Xolani's Daily Comment

How long can government delay civil servants' demands?

Public sector unions are demanding a fifteen percent salary increase and I see that our finance minister Nhlanhla Nene is trying to impress upon public sector unions that their opening salary increase demand of fifteen percent is way out of line, is unaffordable and that well above inflation increases will come at the cost of jobs.

He is quoted in a newspaper article as saying " I have always been saying that if we settle for anything more than 1 percent above inflation at public sector wage talks that would compromise the headcount. We are committed to maintaining a moderate increase in headcount but also in the wages.

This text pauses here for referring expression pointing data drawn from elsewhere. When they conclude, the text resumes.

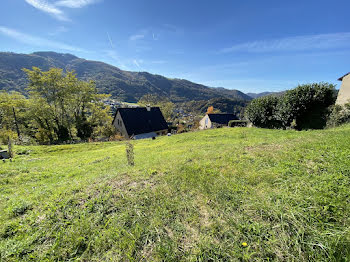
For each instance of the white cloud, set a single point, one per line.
(75, 3)
(37, 41)
(54, 8)
(297, 43)
(48, 8)
(59, 30)
(136, 37)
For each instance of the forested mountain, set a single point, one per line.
(257, 95)
(124, 85)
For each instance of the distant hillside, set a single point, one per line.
(256, 95)
(123, 85)
(225, 105)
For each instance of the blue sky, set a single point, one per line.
(252, 45)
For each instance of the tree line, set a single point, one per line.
(59, 108)
(309, 106)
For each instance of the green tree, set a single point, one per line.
(262, 112)
(307, 106)
(13, 108)
(64, 107)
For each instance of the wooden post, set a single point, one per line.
(10, 148)
(130, 153)
(16, 124)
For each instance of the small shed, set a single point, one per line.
(140, 122)
(344, 92)
(216, 120)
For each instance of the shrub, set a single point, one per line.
(262, 112)
(306, 106)
(339, 115)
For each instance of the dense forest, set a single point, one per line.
(123, 85)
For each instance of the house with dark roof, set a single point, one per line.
(140, 122)
(216, 120)
(344, 91)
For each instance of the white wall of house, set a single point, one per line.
(344, 92)
(205, 123)
(119, 125)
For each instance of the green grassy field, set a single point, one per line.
(190, 197)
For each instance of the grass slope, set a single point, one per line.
(191, 197)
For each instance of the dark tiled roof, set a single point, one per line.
(341, 78)
(222, 119)
(139, 120)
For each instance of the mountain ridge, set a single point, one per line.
(120, 84)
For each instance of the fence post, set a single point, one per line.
(130, 153)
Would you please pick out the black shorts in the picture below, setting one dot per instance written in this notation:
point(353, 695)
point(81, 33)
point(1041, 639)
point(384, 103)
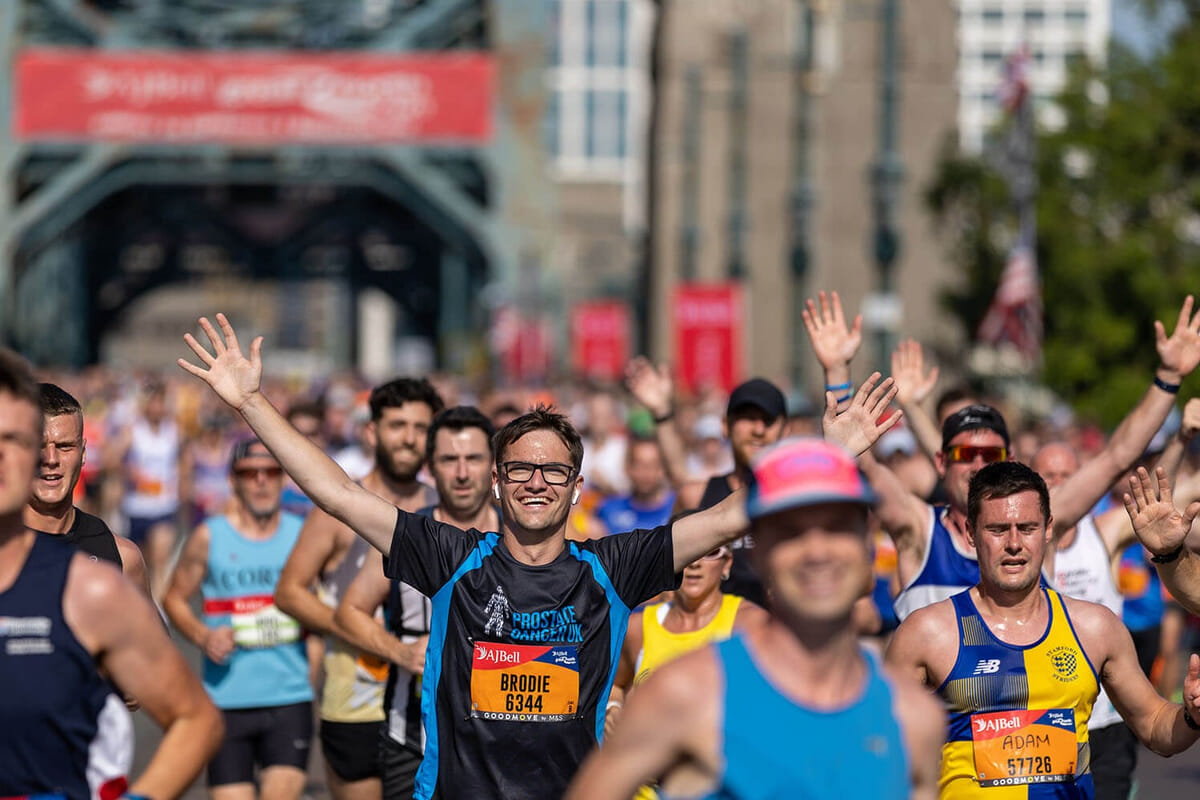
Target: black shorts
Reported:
point(277, 735)
point(400, 765)
point(352, 749)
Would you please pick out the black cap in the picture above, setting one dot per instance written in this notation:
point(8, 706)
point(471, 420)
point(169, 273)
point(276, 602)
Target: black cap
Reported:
point(973, 417)
point(759, 394)
point(243, 447)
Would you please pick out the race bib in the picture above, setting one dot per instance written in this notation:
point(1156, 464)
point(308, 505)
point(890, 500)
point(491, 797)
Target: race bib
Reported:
point(525, 683)
point(258, 624)
point(1033, 746)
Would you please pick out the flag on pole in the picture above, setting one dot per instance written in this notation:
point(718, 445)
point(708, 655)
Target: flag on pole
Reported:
point(1014, 86)
point(1014, 316)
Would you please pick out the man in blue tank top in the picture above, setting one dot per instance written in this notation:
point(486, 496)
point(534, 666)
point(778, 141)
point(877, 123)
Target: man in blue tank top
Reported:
point(1020, 666)
point(795, 708)
point(935, 558)
point(67, 626)
point(256, 666)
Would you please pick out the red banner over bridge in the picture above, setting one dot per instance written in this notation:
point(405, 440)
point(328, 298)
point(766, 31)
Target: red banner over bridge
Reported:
point(253, 97)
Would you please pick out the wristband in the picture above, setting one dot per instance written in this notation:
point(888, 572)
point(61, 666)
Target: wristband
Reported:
point(1188, 721)
point(1170, 389)
point(1167, 558)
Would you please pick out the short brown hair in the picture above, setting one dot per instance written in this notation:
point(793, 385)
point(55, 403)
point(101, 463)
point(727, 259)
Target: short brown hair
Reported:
point(17, 379)
point(543, 417)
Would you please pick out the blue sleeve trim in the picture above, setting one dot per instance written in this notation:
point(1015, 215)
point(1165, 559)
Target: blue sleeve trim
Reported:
point(618, 621)
point(427, 774)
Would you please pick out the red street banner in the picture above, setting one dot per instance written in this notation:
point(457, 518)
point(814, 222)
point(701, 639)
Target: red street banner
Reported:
point(522, 344)
point(252, 97)
point(708, 322)
point(600, 338)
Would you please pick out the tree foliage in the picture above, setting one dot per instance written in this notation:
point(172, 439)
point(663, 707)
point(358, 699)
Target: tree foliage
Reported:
point(1119, 222)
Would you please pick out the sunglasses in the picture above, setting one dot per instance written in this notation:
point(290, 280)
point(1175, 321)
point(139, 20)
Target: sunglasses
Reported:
point(967, 453)
point(251, 473)
point(520, 471)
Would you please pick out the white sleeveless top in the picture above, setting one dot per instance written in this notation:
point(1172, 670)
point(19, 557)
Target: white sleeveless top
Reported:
point(1084, 571)
point(153, 462)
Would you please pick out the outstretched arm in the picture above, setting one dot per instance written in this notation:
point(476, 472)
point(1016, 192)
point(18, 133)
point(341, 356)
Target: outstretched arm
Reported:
point(235, 379)
point(857, 427)
point(1179, 355)
point(1157, 722)
point(653, 388)
point(354, 620)
point(1163, 529)
point(833, 342)
point(913, 385)
point(121, 629)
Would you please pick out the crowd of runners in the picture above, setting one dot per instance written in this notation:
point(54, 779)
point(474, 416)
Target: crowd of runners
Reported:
point(905, 590)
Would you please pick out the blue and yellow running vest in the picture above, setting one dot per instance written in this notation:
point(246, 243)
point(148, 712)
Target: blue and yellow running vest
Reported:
point(1018, 714)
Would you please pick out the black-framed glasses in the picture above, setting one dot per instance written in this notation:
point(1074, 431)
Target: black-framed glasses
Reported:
point(255, 473)
point(520, 471)
point(967, 453)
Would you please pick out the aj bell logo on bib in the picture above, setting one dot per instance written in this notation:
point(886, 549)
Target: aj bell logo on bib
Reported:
point(997, 725)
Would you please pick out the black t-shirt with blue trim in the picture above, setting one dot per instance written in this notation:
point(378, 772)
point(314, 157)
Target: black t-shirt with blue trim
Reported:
point(521, 659)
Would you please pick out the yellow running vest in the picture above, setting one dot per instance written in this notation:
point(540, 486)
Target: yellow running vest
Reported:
point(1018, 714)
point(660, 645)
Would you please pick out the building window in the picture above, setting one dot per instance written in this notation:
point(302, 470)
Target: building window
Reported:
point(1077, 17)
point(594, 86)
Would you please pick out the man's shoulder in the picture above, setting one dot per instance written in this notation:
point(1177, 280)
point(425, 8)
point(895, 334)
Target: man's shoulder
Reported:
point(89, 524)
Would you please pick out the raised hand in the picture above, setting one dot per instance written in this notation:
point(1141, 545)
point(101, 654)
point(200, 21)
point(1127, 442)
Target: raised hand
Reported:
point(1192, 687)
point(219, 644)
point(231, 374)
point(652, 386)
point(1191, 423)
point(1161, 527)
point(913, 384)
point(833, 342)
point(858, 427)
point(1181, 353)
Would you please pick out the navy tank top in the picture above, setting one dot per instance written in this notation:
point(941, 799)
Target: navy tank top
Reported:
point(65, 733)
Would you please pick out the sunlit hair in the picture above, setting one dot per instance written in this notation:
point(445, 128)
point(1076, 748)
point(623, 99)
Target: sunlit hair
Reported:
point(540, 419)
point(57, 401)
point(395, 394)
point(1005, 479)
point(17, 379)
point(456, 419)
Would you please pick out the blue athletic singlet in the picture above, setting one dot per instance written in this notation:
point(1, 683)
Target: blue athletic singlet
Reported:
point(269, 665)
point(1018, 713)
point(775, 749)
point(946, 571)
point(65, 733)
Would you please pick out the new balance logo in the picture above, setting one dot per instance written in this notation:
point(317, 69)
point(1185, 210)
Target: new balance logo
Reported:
point(987, 667)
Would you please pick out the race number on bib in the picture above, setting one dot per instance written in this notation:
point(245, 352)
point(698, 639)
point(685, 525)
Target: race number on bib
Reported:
point(525, 683)
point(1033, 746)
point(256, 621)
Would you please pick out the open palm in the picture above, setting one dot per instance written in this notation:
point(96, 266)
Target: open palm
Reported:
point(231, 374)
point(1161, 527)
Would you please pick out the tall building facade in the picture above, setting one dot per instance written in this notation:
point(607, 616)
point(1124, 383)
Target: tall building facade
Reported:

Now the problem with this statement is that it actually understates the nature of the problem.

And the understatement may not necessarily be a mistake. It is part of political expediency where the ANC government is prepared to accommodate unions and their demands even though it is obvious that state coffers can't anymore.

And there's imperial evidence to show this.

According to research by professor Jannie Rossouw head of Wits University's School of economic and Business Sciences conducted with Unisa's Adele Geldenhuys and Fannie Joubert..and published in 2012 and 2014..Between 2005 and 2012 total employment in central and provincial government rose 27 percent.

These employees' average annual per capita remuneration doubled in that period.

Between 2008 and 2012, total state employment rose by 13 percent, but the remuneration bill went up 76 percent.

The financial mail is quoting Rossouw and his colleagues as referring to the South African version of a fiscal cliff - that is the danger that the South African government might run out of income to cover growing government expenditure. They compare expenditure on social grants and civil service remuneration since 2008 with government revenue over the same period. Social grants as a proportion of total government revenue rose from 12,6 percent in 2008 to 14,2 percent in 2012. In the same period, the total civil service remuneration bill increased from 31,7 of revenue to 42.2 percent. Combined, grants and remuneration went up from 44,3 percent of revenue to 56,4 percent. That leaves just 43,6 percent for everything else..education, health, roads etcetera..

Completely unsustainable.

The problem is this is not about to stop. The unions are unlikely to drop their demand from 15 percent. And government does not have the moral authority to persuade them to. As long they can point to Nkandla and millions of rands that are paid how public funds are used.

Which makes talk of social compact even more difficult and almost impossible.

Government has got to be able to demonstrate to the workers that if they delay their demands, the money which would have gone towards their salaries is being used effectively - to improve the country so all South Africans can benefit.